Amanda Conover writes poetry that is often surreal-leaning, mystical, and confessional. She is the Poetry Editor for Carolina Muse Literary & Arts Magazine and holds an MFA from Arcadia University. Her poems appear in Atlanta Review, Lumina Journal, Witches Magazine, and elsewhere. Outside of poetry, she works as an editor in scholarly publishing and loves hiking in National Parks, traveling, and attending raves.
face to face with the lucky year, chosen
at 17 among choked knots of dreams
weighed straight to the underworld.
these days they call it a golden birthday,
though the term wasn’t there when you
chose it as the year of dereliction.
when you started streaming Lana Del Rey
and Marina Diamandis instead of going
to sleepovers or Hollister or the movies.
back in the years when the only streamers
on your birthday were red and the cake
tasted both too sweet and not sweet enough.
when, after years of that, you followed
your dream knots straight to Hades, or tried to.
woke under blinding fluorescents, started
sightseeing all the kinds of therapist decor:
the flatpressed lies wrapped in flowery words,
the oversimplifications, the unironically ironic.
then you got a few degrees, worked your way
into the corporate hellscape of late capitalism.

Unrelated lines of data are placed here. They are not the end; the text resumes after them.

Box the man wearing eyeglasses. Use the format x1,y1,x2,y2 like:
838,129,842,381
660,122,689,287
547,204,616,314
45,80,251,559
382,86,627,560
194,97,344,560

moved states, watered moonflowers, started
skateboarding down pebble-struck roads for fun.
learning the mathematical maze of astrology charts,
of calming amethyst and cleansing selenite.
writing poems about what it feels like underwater.
about coming up for breath at 27, face to face
with the weight of bloomed overworld dreams.
I wrote this shortly after my 27th birthday while reflecting on how I had gotten to this year of my life. As a child, I thought my 27th year would be my luckiest, until as a teenager I became intensely, chronically depressed and could no longer see myself ever making it to or past the year. Being in a place at 27 where, after many long years, I was no longer depressed and was actually celebrating my golden birthday as if it was lucky again felt like a full circle moment. So many of us go through suffering and struggles as if we will never see the other side, and while getting there will certainly not be easy or feel natural, I wanted to end on the idea that it is possible — to put in the hard, often painful work day after day until one day you look around and recognize the beautiful, wonderful garden that you created.